La fe como relación de confianza

            Esta invitación de Jesús nos lleva, una vez más, a preguntarnos: ¿qué es la fe?
            A partir del diálogo que Jesús mantiene con sus discípulos en el evangelio (cf. Jn 14, 1-12), podríamos decir que la fe se nos presenta como un pedido de confianza por parte de Jesús: «Crean en Dios y crean también en mí». En efecto, en otra traducción de este texto evangélico, la versión castellana dice: «Creéis en Dios; creed también en mí».[1] Así la fe aparece como una invitación, casi como un pedido de Jesús a sus discípulos: «crean también en mí».

           
"Cristo y el Abad Menas".
Icono del Siglo VII, Baouit, Egipto.
Museo del Louvre, París, Francia.
Wikimedia Commons.
¿Y cuál es la razón de este pedido de Jesús? ¿Cuáles son los motivos de los discípulos para creer en Jesús?

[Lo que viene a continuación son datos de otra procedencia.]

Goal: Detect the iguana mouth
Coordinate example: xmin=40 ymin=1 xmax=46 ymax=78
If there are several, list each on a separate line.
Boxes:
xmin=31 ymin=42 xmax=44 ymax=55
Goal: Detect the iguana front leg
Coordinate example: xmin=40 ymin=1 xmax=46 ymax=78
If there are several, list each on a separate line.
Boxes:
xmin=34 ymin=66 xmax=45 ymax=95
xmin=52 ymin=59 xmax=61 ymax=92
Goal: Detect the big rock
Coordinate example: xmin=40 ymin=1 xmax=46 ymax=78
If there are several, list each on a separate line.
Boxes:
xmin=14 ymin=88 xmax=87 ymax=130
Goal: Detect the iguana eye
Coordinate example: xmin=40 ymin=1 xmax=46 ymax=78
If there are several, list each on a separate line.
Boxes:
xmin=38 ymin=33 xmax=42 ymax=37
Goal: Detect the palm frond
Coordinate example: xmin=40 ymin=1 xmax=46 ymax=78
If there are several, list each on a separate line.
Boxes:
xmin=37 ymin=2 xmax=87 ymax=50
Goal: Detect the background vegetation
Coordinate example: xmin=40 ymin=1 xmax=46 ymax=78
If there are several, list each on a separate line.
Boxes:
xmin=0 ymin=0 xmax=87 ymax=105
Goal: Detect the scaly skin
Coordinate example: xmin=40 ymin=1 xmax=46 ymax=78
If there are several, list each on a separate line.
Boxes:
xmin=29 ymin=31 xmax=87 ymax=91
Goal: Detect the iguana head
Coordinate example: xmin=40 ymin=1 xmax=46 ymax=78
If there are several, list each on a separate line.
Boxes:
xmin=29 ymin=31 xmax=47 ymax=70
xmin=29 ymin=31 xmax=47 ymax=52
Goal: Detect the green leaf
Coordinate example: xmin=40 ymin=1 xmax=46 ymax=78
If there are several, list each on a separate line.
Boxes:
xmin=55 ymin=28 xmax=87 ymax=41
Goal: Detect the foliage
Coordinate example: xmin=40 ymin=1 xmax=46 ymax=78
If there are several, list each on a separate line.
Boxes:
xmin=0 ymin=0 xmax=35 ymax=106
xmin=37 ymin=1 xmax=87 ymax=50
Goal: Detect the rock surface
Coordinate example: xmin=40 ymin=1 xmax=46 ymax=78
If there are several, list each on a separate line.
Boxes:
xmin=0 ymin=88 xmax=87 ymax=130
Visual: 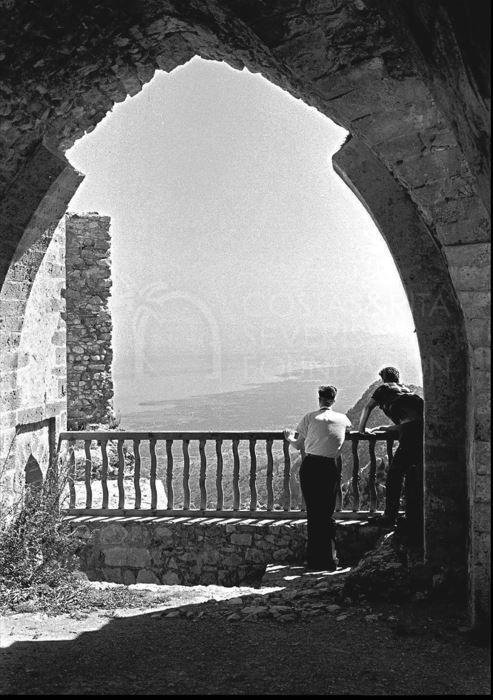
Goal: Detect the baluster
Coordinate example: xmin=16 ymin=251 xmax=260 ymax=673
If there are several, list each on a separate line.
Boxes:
xmin=166 ymin=440 xmax=175 ymax=510
xmin=134 ymin=440 xmax=142 ymax=510
xmin=283 ymin=440 xmax=291 ymax=510
xmin=233 ymin=438 xmax=240 ymax=510
xmin=368 ymin=438 xmax=377 ymax=513
xmin=265 ymin=438 xmax=274 ymax=510
xmin=216 ymin=438 xmax=224 ymax=510
xmin=183 ymin=440 xmax=190 ymax=510
xmin=384 ymin=438 xmax=394 ymax=507
xmin=335 ymin=455 xmax=342 ymax=513
xmin=84 ymin=440 xmax=92 ymax=508
xmin=149 ymin=438 xmax=157 ymax=510
xmin=199 ymin=438 xmax=207 ymax=510
xmin=117 ymin=440 xmax=125 ymax=510
xmin=250 ymin=438 xmax=257 ymax=510
xmin=351 ymin=438 xmax=359 ymax=513
xmin=67 ymin=440 xmax=76 ymax=508
xmin=101 ymin=440 xmax=109 ymax=508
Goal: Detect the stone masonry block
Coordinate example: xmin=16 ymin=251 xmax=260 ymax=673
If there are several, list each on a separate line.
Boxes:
xmin=231 ymin=533 xmax=252 ymax=547
xmin=104 ymin=546 xmax=151 ymax=569
xmin=99 ymin=523 xmax=127 ymax=547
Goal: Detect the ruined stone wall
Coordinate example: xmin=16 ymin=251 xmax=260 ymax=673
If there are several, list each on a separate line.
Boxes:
xmin=0 ymin=219 xmax=66 ymax=500
xmin=65 ymin=214 xmax=113 ymax=430
xmin=67 ymin=516 xmax=382 ymax=586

            El texto evangélico continúa y nos presenta las siguientes palabras de Jesús: «Ya conocen el camino del lugar a donde voy». «Yo soy el Camino, la Verdad y la Vida. Nadie va al Padre, sino por mí» (Jn 14, 4. 6).

            En primer lugar sabemos que Jesús ha venido del Padre y vuelve al Padre, a Dios. Por su relación única y personal con Dios Padre, creemos en Jesús: «Creen en Dios; crean también en mí». Pero también creemos en Jesús basados en la relación personal que cada uno de nosotros tiene con Él. Así, la fe se nos presenta no solamente como pedido de confianza, sino como relación de confianza.

            Por eso, basado en esa relación de confianza y conocimiento mutuo, Jesús le dice a cada uno de sus discípulos, y a cada uno de nosotros: «Yo soy el Camino, la Verdad y la Vida» (Jn 14,6). Al conocer a Jesús, al haber entrado en una relación personal de confianza con Él, conocemos el camino: Él mismo, su vida y su manera de hacer las cosas.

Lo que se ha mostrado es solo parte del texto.